Compassionate Dictatorship,
The Spin, Thursday 10th June 2010
They say great jazz is like sex for the brain. Tonight there was no awkward edge-of-dance-floor jiggling, just nodding to the pull of a particularly well-communicated rhythm and the odd burst of applause at a solo, from an audience which - like an appreciative lover - was relaxed, composed and very attentive.

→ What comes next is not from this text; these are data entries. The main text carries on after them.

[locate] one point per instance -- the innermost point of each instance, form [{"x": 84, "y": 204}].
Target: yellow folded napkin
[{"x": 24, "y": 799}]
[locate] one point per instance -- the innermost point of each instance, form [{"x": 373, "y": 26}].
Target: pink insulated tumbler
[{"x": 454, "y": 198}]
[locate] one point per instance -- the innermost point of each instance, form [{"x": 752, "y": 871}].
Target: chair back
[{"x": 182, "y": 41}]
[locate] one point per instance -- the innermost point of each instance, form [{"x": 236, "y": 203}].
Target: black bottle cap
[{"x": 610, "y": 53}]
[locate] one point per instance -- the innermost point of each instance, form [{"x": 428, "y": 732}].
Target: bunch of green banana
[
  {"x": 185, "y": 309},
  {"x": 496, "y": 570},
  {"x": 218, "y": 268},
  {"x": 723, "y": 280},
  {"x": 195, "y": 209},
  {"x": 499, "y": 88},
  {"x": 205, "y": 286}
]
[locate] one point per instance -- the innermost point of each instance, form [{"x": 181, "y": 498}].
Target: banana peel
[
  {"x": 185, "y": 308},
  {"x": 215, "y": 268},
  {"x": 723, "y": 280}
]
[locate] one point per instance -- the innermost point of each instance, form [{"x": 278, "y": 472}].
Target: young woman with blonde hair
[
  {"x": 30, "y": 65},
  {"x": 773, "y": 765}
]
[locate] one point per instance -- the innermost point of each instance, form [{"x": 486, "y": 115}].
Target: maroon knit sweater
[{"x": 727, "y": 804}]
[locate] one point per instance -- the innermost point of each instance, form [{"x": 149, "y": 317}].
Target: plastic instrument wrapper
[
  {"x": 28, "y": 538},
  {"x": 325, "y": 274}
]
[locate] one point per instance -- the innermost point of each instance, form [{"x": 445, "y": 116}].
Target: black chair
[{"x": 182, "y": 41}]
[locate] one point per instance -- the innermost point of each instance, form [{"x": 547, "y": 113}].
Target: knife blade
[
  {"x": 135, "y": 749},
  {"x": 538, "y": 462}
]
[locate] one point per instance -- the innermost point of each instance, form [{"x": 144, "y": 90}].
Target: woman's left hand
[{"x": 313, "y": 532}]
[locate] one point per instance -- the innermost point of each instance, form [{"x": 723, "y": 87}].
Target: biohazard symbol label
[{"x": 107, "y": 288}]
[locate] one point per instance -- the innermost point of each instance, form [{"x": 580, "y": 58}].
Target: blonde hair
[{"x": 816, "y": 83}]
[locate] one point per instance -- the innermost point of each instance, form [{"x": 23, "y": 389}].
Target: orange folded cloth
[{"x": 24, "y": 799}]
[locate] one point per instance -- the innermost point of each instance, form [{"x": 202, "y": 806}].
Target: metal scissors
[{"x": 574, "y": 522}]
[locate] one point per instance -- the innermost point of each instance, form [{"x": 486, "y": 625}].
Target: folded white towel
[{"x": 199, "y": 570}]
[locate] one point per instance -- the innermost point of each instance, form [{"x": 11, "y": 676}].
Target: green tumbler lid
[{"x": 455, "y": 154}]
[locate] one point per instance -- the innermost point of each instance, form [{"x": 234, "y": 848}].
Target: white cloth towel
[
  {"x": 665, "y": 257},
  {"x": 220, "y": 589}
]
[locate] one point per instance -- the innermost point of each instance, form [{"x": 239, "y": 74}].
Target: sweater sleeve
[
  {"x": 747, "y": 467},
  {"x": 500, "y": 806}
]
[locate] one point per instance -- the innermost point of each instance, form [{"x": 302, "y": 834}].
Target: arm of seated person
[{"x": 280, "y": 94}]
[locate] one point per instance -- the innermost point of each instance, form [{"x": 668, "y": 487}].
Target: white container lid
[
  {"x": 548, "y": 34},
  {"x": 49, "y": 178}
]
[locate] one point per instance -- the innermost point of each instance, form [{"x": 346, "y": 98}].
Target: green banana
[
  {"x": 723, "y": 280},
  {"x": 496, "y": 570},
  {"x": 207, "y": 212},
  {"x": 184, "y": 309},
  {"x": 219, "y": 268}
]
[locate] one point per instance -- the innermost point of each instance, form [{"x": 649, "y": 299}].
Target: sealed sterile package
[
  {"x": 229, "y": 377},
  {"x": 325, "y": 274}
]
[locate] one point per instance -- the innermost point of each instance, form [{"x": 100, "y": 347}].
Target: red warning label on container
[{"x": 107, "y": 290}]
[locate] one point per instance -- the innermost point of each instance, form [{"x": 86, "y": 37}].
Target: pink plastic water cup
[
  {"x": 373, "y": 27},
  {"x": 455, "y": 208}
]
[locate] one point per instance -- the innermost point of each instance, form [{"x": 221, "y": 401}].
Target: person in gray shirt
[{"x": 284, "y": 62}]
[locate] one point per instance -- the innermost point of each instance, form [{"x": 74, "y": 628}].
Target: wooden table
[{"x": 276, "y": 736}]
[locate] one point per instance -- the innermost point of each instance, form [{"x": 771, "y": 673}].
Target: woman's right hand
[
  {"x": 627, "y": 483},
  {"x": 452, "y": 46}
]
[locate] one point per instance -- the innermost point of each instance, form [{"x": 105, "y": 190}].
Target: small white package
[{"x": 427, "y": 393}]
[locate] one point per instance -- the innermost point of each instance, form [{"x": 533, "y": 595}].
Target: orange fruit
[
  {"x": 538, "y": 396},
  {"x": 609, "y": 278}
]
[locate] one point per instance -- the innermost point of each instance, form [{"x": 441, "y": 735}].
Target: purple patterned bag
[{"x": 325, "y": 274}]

Compassionate Dictatorship gave us a lot to applaud. The four musicians (sax, guitar, bass and drums) are individually strong and collectively exhilarating. The ebb and flow of improvisation between players is excellent. They have a wonderful facility for listening to each other: the outward effect is smooth and alive, sensual, inventive and beautifully cohesive. Tori Freestone has a silky, understated, technically stunning command of the saxophone, not hogging the limelight (difficult for a sax) but playing with humour and panache. Jez Franks creates a lush, colourful, guitarscape with rock roots, like Pat Metheny with balls.
Jasper Hoiby, on bass, was perhaps the most thrilling player: he and James Maddren the drummer appeared to be linked by telepathy. Hoiby's quick-fingered, spare, decisive, Scandinavian summary of rhythms collected from around the world was terrifically energising. The tightness of the group created a sound that is structurally, rhythmically and harmonically freer than most, and on this last date of their tour they seemed to be playing with the breathless enthusiasm of a new band.
Their groove-laden music employed lot of interesting time signatures, but with such assurance that you wouldn't notice unless you counted. One of my favourites was Tori Freestone's Blady, for its infectious rhythm and the controlled passion of the playing. Jez Franks's Mr Mishmash, a showcase of pastiches on different styles written for "this really annoying man we met at the Bulgarian jazz festival" was impressive and fun, but the other less deliberately silly pieces - also mostly penned by Franks - were even better.
Most jazz clubs in the UK won't put on anything as good as what you'd find in London, but the Spin does, and does repeatedly. They've been four times shortlisted for the best UK jazz venue, which is extraordinary for a club outside the capital. This particular gig was jazz at its best: focused entirely on the music, virtuosic without making a big thing out of it. The verbal presentation between songs was dreadful, the music was divine. If you're a fan of real jazz, no question: this is the place to be.